Ground Rules for Safety
While the children’s education is important, safety is paramount in the present circumstances. We decided to follow the following ground-rules.
- Only 10 children per batch at any time. Even for that number of students, the space available should permit reasonable distance between the children.
- Children should wash their hands with soap and also their feet before coming in.
- The space should be open to air and not congested.
- We will provide a mask to each child but also ask the parent to provide some more so that the children have a reasonable number of these. The children should be made to wear them to the extent possible and the teacher should wear them as well.Here are some photos of the hygiene practices at our mini-schools.
Over and above these rules we allowed the teachers the freedom to determine whether it is safe to run the mini-school. They are the ones in touch with their community and depending on the perception of threat of the disease spread in their area, they will take a call whether to continue the school or not. The teachers would be given alternate work on content development if they are not able to continue with the mini-school and thus their salary was not dependent on their continuing these mini-schools.
Teachers in our rural projects enthusiastically came forward to start schools in their own villages. Initially there was some concern about whether their village and the parents will be open to the idea and about how these will function.

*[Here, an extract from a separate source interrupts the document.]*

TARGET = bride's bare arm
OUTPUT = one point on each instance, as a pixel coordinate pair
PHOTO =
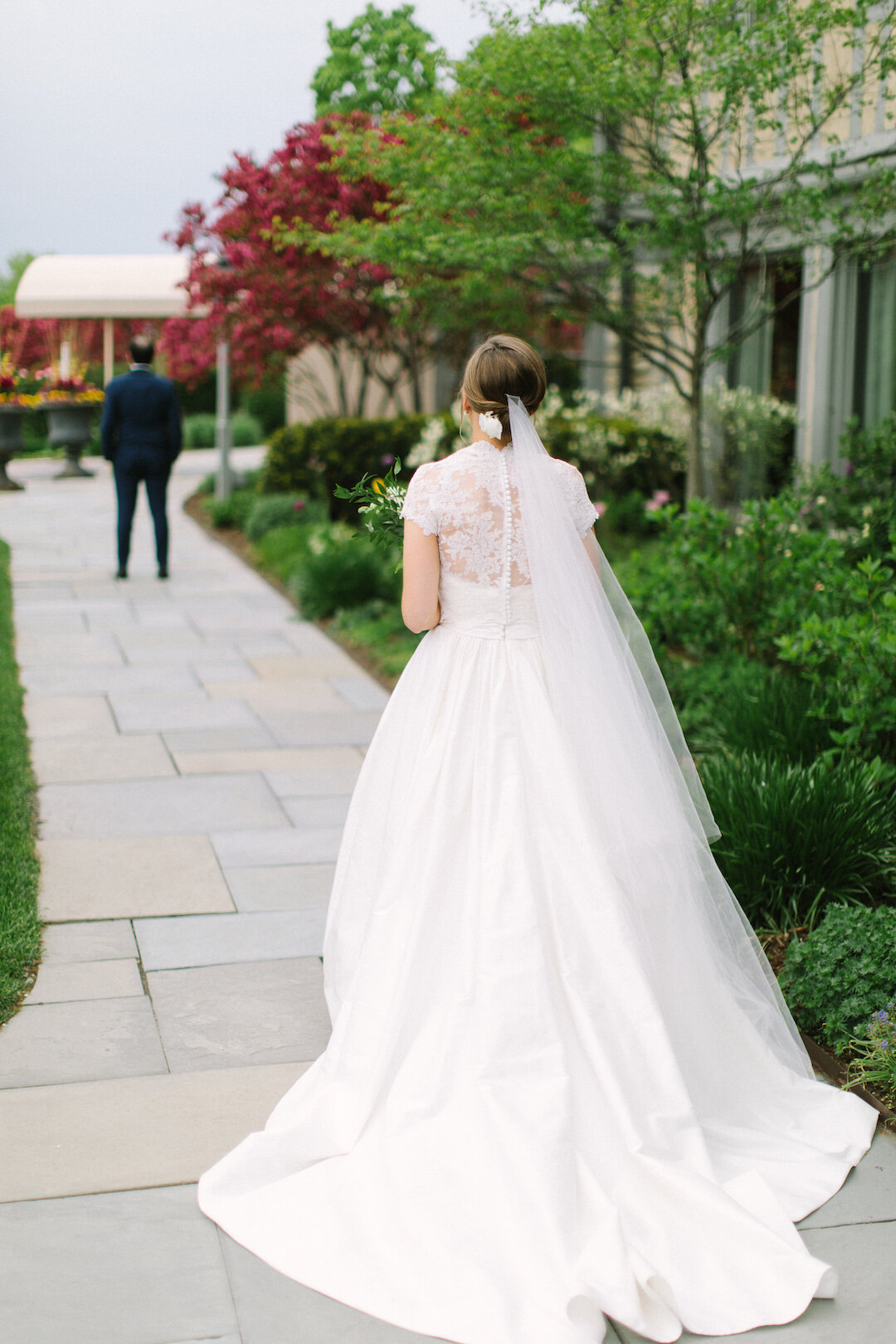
(421, 585)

But when they saw (in a Whatsapp group), how some of the other early mini-schools were running, they also jumped in.
Our project in the vicinity of Chennai could not start these mini-schools because of the extent of spread of Covid-19 here. But all our other rural projects have started mini-schools. A total of 18 mini-schools were started – 13 in project Sangamam (Thiruvallur Dist), 4 in Project Pearl (Thoothukudi Dist) and one in Project Thulasi (Villupuram Dist). In all the three projects, we started mini-schools in the village of our coordinators/stewards where we had maximum presence. Our Sangamam project office, our Nagalpuram library and our Seeyapoondi tuition centre became our first mini-schools. Namadhimangalam where two of our teachers come from including our Maths lead teacher who designed the Maths curriculum for the mini-schools was also an early school.
Several teachers approached us to ask if they can run a mini school in their village even if the school in their village is not being supported by Asha. We allowed them to start mini-schools in such villages as well. We run such mini-schools in Panapakkam in Thiruvallur Dist and at Pudhupatti and Salai Pudhur in Thoothukudi Dist.

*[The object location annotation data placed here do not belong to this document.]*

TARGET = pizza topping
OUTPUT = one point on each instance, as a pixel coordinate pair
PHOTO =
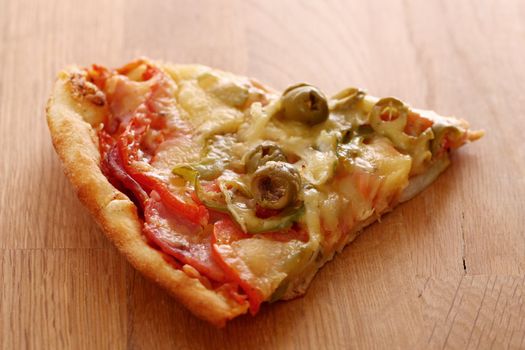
(304, 103)
(247, 189)
(262, 154)
(276, 185)
(346, 99)
(257, 263)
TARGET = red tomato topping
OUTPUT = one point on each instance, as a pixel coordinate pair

We had a meeting on June 1st with all the potential mini-school teachers and discussed the ground-rules with them. Then the first mini-schools started operating on the 3rd. By the end of that week about 15 mini-schools were already operational. Three of the mini-schools closed down when Corona cases were identified in those areas. These are Pondhavakkam, Neyveli and Valasai Vettikaadu. One additional mini-school at Annanagar was also started recently. As of 9th July, 15 of these schools are running successfully.

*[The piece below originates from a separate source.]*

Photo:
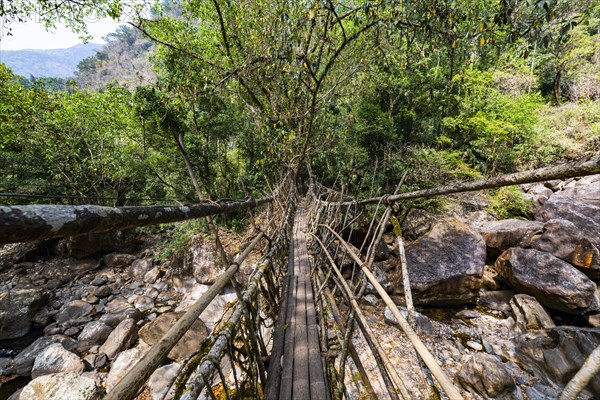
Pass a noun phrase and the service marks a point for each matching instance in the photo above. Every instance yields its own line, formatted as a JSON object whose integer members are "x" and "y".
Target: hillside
{"x": 58, "y": 63}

The mini-schools run for two hours either in the morning or in the evening depending on the convenience of the teacher and the village. Many of our mini-schools also conducted an activity for the children on making their own masks with waste cloth. The children enjoyed this activity so much that they were also making masks for the rest of their family.
On 15th June we had two video conference sessions. The volunteers and other supporters of Asha joined the conference along with all the mini-schools. They got an opportunity to see how these mini-schools are being conducted and also interact with the teachers and the children. On June 22nd our Maths trainer Mrs. Meena Suresh also interacted with the mini-schools over another video conference. We will hold these once in a while to give ourselves an opportunity to see these schools.